Rodzice zgłaszają się z dziećmi na liczne badania, aby upewnić się co do jednego: że wszystko jest w porządku. Sprawdzają czy jest anemia, czy nie ma niedoborów. Wydaje się, że najlepszym rozwiązaniem jest pobranie krwi w czasie infekcji. Bo za jednym ukłuciem dostaje się informację, jaka to infekcja oraz wszystko, co powyższe. Nic bardziej mylnego.
Badania przy okazji infekcji – fałszywe wyniki?
Badania nie wyjdą oczywiście fałszywe, tylko jak najbardziej prawdziwe. W ogóle słowo „fałszywe” w odniesieniu do wyników badań ma zastosowanie przy badanach jakościowych. A więc takich, które odpowiadają na pytanie: jest czy nie ma? Takim badaniem jest na przykład test ciążowy. Stawia sprawę jasno: albo ciąża jest albo nie ma. Takie badanie może wyjść fałszywie ujemne lub fałszywie dodatnie. Czyli, jest ciąża a test ujemny lub brak ciąży a test dodatni.
Innym badaniem zero-jedynkowym, działającym na tej samej zasadzie są wszelkie testy kasetkowe. Podobnie jak Strep-A czy testy na COVID. Badania laboratoryjne pobierane z krwi nie są oznaczane metodą kasetkową. Służy do nich specjalna aparatura. Wyniki, które otrzymujemy, są ilościowe, odpowiadają na pytanie: ile jest, na przykład ile jest hemoglobiny? Wartość podana na wyniku zostaje odniesiona do zakresu wartości referencyjnych. W skrócie mówiąc, przy każdym wyniku podany jest zakres normy.

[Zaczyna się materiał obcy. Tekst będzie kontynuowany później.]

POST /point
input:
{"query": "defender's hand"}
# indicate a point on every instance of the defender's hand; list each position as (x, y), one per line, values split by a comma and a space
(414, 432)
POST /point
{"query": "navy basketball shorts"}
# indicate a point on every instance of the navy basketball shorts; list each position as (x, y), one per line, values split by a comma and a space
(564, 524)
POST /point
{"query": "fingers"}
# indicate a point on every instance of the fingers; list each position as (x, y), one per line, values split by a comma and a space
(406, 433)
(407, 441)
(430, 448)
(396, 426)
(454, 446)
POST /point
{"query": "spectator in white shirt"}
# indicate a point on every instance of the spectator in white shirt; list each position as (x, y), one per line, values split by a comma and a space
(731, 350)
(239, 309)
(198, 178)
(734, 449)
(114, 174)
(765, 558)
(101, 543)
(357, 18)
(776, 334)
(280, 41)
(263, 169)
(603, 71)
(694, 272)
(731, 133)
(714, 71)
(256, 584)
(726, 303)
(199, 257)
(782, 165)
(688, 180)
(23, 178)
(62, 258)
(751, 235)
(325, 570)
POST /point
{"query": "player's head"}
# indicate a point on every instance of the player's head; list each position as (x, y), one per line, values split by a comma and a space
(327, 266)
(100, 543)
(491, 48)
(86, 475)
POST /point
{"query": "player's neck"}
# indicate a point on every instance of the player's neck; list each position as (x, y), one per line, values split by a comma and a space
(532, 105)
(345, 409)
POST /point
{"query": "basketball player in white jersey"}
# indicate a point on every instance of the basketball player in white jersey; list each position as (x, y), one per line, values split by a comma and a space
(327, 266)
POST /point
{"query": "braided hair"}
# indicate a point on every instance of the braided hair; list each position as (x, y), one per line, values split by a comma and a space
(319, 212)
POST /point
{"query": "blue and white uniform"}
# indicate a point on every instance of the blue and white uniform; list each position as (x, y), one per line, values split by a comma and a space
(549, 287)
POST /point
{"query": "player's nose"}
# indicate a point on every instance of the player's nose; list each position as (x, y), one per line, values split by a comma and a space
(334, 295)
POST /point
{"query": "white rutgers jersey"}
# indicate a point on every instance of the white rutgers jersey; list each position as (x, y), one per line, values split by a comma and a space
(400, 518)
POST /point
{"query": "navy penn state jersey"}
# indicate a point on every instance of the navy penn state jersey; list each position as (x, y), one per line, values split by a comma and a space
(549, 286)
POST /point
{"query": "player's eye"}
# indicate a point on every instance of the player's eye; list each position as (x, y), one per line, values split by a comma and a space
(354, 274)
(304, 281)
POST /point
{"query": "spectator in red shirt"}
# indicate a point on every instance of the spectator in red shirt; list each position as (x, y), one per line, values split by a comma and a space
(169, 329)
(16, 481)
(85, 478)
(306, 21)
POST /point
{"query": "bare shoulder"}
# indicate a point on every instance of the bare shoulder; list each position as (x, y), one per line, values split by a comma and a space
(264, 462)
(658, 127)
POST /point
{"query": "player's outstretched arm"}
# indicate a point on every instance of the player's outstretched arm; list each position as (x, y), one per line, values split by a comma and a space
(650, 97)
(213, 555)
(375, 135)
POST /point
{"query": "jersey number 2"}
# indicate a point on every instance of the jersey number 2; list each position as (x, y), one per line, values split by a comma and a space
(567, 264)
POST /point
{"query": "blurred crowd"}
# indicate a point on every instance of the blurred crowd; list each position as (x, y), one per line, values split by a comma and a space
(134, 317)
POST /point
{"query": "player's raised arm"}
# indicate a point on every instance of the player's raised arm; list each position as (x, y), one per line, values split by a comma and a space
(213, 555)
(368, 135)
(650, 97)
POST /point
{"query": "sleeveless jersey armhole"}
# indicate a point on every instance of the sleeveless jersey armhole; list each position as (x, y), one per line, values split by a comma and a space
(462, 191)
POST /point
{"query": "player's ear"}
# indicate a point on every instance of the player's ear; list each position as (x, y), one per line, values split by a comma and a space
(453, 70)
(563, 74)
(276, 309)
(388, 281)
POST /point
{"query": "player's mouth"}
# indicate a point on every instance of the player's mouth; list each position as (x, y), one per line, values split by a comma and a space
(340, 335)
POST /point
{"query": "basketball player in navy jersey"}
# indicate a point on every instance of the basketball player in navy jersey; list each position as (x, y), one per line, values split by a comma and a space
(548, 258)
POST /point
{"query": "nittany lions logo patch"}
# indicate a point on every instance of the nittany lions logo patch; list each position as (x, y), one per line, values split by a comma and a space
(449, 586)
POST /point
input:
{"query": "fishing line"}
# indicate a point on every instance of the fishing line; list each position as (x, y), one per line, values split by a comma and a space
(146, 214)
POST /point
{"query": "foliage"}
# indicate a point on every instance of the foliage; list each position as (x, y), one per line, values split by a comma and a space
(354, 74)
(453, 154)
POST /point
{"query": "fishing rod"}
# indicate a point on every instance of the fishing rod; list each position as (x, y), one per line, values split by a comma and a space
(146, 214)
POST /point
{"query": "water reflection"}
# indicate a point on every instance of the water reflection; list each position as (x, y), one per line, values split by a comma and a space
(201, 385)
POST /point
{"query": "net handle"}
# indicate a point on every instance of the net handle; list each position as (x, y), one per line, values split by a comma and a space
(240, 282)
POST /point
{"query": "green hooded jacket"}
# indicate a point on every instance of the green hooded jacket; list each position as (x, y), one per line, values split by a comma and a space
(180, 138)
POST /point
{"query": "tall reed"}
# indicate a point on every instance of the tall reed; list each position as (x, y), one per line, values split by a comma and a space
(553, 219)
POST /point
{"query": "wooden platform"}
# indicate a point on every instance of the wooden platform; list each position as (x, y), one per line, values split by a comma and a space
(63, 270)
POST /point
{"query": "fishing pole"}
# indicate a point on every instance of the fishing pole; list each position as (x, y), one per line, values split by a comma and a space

Tutaj nie mówimy już o zafałszowanych badaniach, bowiem ich wartość jest jak najbardziej prawdziwa. Jeśli wychodzi, że w czasie infekcji dziecko ma wysokie CRP, ferrytynę w normie, stężenie żelaza obniżone, są to jak najbardziej prawdziwe wyniki. Co nie znaczy, że są w normie.
Wynik badania trzeba zinterpretować dla konkretnego dziecka.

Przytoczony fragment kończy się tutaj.